Tuesday, January 15, 2008

Ghost heart, Boltzmann brain

The heart has 3 billion cells that beat in synchronization to pump more than 7,500 litres of blood each day through 100,000 miles of blood vessels.
News reports of the successful creation of a beating heart using substrate and new cells (e.g. here, here and here) communicate what needs to be said effectively enough, but miss something intriguing and complicated -- a kind of Cheshire cat in reverse -- with regard to the ghostly scaffold used in the experiment (as shown in the image above from Nature's news piece) .

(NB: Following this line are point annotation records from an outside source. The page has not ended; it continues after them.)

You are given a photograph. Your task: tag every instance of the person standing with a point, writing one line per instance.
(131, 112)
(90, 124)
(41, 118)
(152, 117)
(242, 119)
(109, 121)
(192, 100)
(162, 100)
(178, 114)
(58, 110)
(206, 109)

Perhaps there is a connection to be made -- in a touchy-feely poetical non-space that might not be as useless as many people will immediately rush to say it is -- between this and debate about Boltzmann brains as described by Dennis Overbye (Big Brain Theory: Have Cosmologists Lost Theirs?):
Rather than simply going to black like “The Sopranos” conclusion, however, the cosmic horizon would glow, emitting a feeble spray of elementary particles and radiation, with a temperature of a fraction of a billionth of a degree, courtesy of quantum uncertainty. That radiation bath will be subject to random fluctuations just like Boltzmann’s eternal universe, however, and every once in a very long, long time, one of those fluctuations would be big enough to recreate the Big Bang. In the fullness of time this process could lead to the endless series of recurring universes.